Anthem’s initial analysis indicates that about 78.8 million people may have been affected by the cyberattack, according to the company’s Anthem Facts page. That number refers to the volume of people whose data could have been viewed by the hackers but not necessarily stolen from the database.

Around 60 million to 70 million of those 78.8 million people are current or former Anthem members. The rest include non-members, specifically current and former non-Anthem Blue Cross Blue Shield members who used their Blue Cross and Blue Shield insurance over the last 10 years in a state where Anthem operates Doing the math, that means anywhere from 8.8 million to 18.8 million people who were not direct Anthem customers could have been impacted by the attack.

“Because of the way Blue Cross and Blue Shield plans work, we process each other’s claims when they’re in states where we operate,” a spokesman for Anthem told CNET. “So if you work for Boeing and their plan is Blue Cross Blue Shield of Illinois, but they have employees in California, our California plan processes those claims, and those people were in the database also.”

On February 4, Anthem revealed that it had been the target of a massive cyberattack by hackers who broke into its servers and stole the personal information of as many as 80 million current and former members and employees. Anthem CEO Joseph Swedish said the attack compromised names, dates of birth, member IDs, Social Security numbers, addresses, phone numbers, email addresses and employment information. But he said he found no evidence that any credit card or medical records had been exposed.

Anthem has promised to individually contact every person whose information was stolen and to provide free credit monitoring services. But the company has been criticized by the attorneys general in several states for not acting fast enough to inform individual users. A letter sent to the insurance provider on behalf of ten attorneys general said “few follow-up details have been made available, and none at all about how individuals can sign up for the protections Anthem will provide them.” The letter expressed “alarm” at Anthem’s failure thus far to follow up with customers impacted by the hack.

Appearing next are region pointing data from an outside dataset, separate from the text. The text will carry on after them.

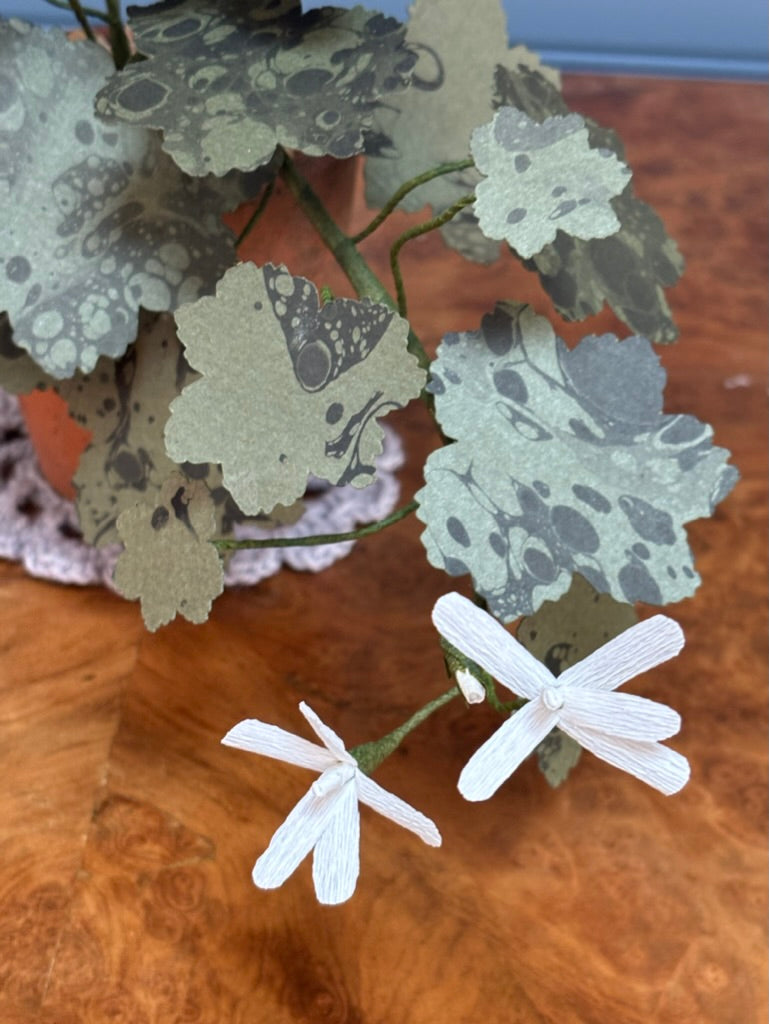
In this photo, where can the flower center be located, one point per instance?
(333, 779)
(553, 697)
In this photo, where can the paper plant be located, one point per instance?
(219, 396)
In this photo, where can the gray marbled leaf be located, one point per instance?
(541, 178)
(630, 269)
(288, 388)
(564, 463)
(168, 562)
(452, 92)
(560, 634)
(94, 220)
(227, 81)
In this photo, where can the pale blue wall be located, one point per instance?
(677, 37)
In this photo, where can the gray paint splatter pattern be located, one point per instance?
(313, 381)
(226, 82)
(631, 268)
(564, 463)
(542, 178)
(116, 224)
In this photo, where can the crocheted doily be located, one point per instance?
(40, 529)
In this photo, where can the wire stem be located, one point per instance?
(402, 192)
(81, 13)
(415, 232)
(258, 211)
(342, 248)
(370, 756)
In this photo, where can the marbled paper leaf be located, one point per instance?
(227, 81)
(452, 91)
(288, 388)
(18, 372)
(168, 562)
(116, 224)
(631, 268)
(560, 634)
(556, 756)
(542, 178)
(124, 403)
(564, 463)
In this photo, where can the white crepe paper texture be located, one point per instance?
(621, 728)
(327, 818)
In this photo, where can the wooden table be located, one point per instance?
(127, 833)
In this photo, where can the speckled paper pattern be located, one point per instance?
(560, 634)
(631, 268)
(168, 562)
(94, 220)
(541, 178)
(227, 81)
(452, 92)
(288, 388)
(564, 463)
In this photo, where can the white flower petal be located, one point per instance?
(294, 840)
(471, 688)
(326, 734)
(658, 766)
(637, 649)
(502, 753)
(259, 737)
(336, 860)
(620, 715)
(485, 641)
(392, 807)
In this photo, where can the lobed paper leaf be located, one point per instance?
(288, 388)
(18, 372)
(542, 178)
(226, 81)
(631, 268)
(556, 756)
(168, 562)
(452, 91)
(564, 463)
(560, 634)
(116, 224)
(125, 404)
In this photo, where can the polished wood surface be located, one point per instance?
(127, 833)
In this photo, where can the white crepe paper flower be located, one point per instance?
(621, 728)
(326, 819)
(471, 688)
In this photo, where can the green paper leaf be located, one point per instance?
(564, 463)
(18, 372)
(452, 91)
(556, 756)
(226, 81)
(631, 268)
(288, 388)
(94, 220)
(542, 178)
(124, 403)
(168, 562)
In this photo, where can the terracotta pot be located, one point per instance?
(283, 235)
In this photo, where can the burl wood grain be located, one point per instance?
(127, 833)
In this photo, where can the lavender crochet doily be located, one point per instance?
(40, 529)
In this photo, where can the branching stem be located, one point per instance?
(370, 756)
(228, 544)
(415, 232)
(402, 192)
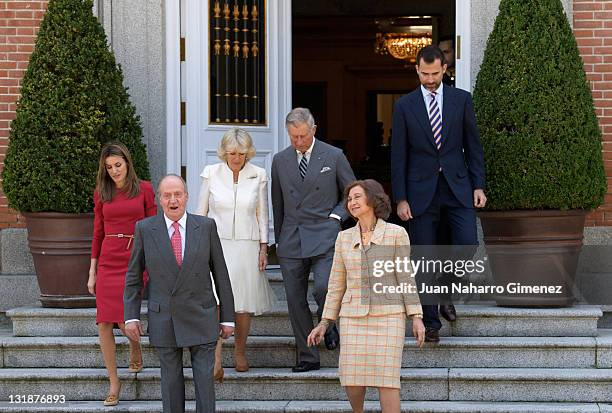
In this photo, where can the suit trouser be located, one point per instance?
(423, 230)
(295, 277)
(173, 382)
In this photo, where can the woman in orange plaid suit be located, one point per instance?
(372, 322)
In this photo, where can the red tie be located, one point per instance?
(177, 243)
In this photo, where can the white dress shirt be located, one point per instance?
(439, 98)
(307, 155)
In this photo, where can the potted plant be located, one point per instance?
(72, 101)
(542, 146)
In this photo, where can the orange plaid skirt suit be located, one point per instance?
(372, 325)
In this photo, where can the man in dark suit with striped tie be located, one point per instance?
(437, 164)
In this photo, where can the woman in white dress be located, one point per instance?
(234, 193)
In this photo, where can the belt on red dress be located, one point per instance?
(131, 237)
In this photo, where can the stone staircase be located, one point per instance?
(491, 360)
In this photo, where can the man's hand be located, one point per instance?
(418, 330)
(403, 210)
(134, 330)
(479, 198)
(226, 331)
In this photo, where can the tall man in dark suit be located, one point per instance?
(308, 179)
(437, 163)
(180, 251)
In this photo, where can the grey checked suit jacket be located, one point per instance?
(182, 307)
(302, 226)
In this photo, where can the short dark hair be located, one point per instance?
(377, 199)
(430, 54)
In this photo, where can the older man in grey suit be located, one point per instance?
(308, 179)
(180, 251)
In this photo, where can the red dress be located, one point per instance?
(112, 218)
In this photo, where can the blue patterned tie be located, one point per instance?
(303, 166)
(435, 118)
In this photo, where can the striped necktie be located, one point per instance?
(303, 166)
(435, 118)
(177, 244)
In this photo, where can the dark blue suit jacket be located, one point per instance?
(415, 160)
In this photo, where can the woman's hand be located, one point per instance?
(316, 335)
(418, 330)
(91, 282)
(263, 257)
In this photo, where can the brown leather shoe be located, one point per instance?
(432, 335)
(448, 312)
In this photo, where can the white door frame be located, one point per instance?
(200, 138)
(173, 86)
(463, 44)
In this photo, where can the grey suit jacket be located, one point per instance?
(182, 307)
(302, 226)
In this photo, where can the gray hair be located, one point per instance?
(236, 139)
(300, 115)
(168, 176)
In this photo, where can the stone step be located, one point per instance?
(313, 406)
(455, 384)
(473, 320)
(541, 352)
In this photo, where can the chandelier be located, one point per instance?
(402, 41)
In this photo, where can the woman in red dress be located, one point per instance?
(120, 199)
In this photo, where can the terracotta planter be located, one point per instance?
(61, 247)
(534, 248)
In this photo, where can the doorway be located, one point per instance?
(333, 47)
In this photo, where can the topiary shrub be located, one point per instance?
(539, 131)
(72, 101)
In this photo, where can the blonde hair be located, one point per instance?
(236, 139)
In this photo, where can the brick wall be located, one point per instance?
(593, 30)
(19, 21)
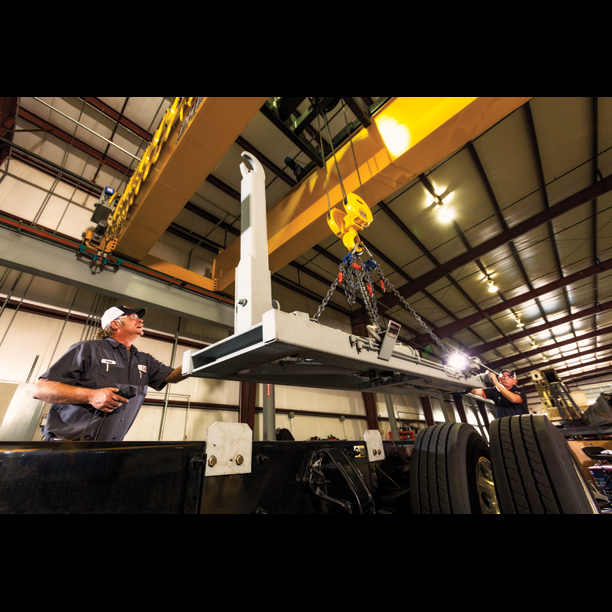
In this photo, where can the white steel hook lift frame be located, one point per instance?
(275, 347)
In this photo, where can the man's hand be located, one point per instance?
(106, 399)
(53, 392)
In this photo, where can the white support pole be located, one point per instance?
(253, 281)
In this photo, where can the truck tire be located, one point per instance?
(534, 470)
(450, 472)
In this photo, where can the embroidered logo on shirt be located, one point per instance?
(108, 362)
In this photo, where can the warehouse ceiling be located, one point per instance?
(520, 276)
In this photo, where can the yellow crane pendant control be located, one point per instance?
(345, 225)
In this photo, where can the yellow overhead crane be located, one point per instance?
(406, 137)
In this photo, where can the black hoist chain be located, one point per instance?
(356, 274)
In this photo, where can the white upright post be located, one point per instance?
(253, 283)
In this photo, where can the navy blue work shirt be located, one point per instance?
(96, 364)
(503, 405)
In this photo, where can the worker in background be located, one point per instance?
(509, 399)
(82, 385)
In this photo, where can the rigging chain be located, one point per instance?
(354, 273)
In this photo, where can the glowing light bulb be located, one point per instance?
(445, 214)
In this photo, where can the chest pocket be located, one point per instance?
(108, 373)
(143, 374)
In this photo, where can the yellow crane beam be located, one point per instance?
(183, 153)
(406, 137)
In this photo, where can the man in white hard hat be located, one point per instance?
(509, 399)
(97, 388)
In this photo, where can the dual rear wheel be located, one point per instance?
(526, 469)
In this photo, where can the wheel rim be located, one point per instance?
(486, 487)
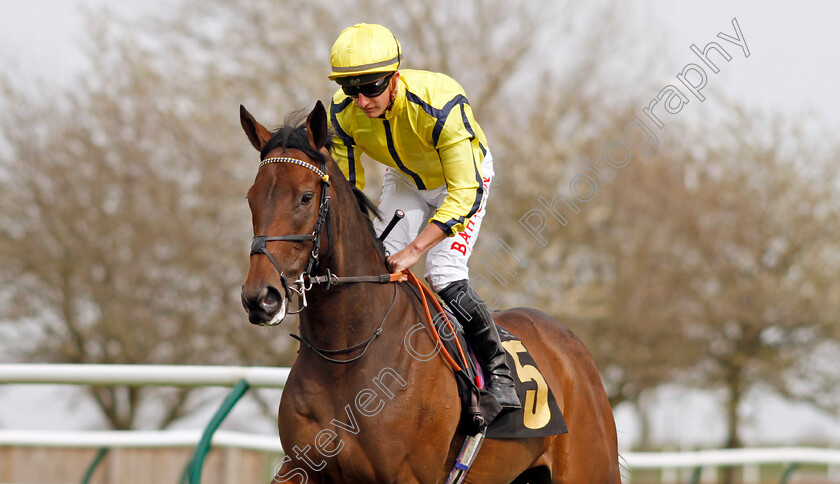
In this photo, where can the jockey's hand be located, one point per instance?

Anthem said it will start sending letters next week to all those affected by the hack and will offer two years of identity theft repair assistance, credit monitoring, identity theft insurance and fraud detection, Reuters noted. The company continues to work with federal and state law enforcement to investigate the hack and said it believes tens of millions of customers records were stolen and not simply accessed.

The data breach and the resulting financial consequences could reportedly surpass $100 million. Anthem’s own cyberinsurance policy covers losses of up to $100 million. However, the cost of informing more than 80 million people may extend beyond that amount.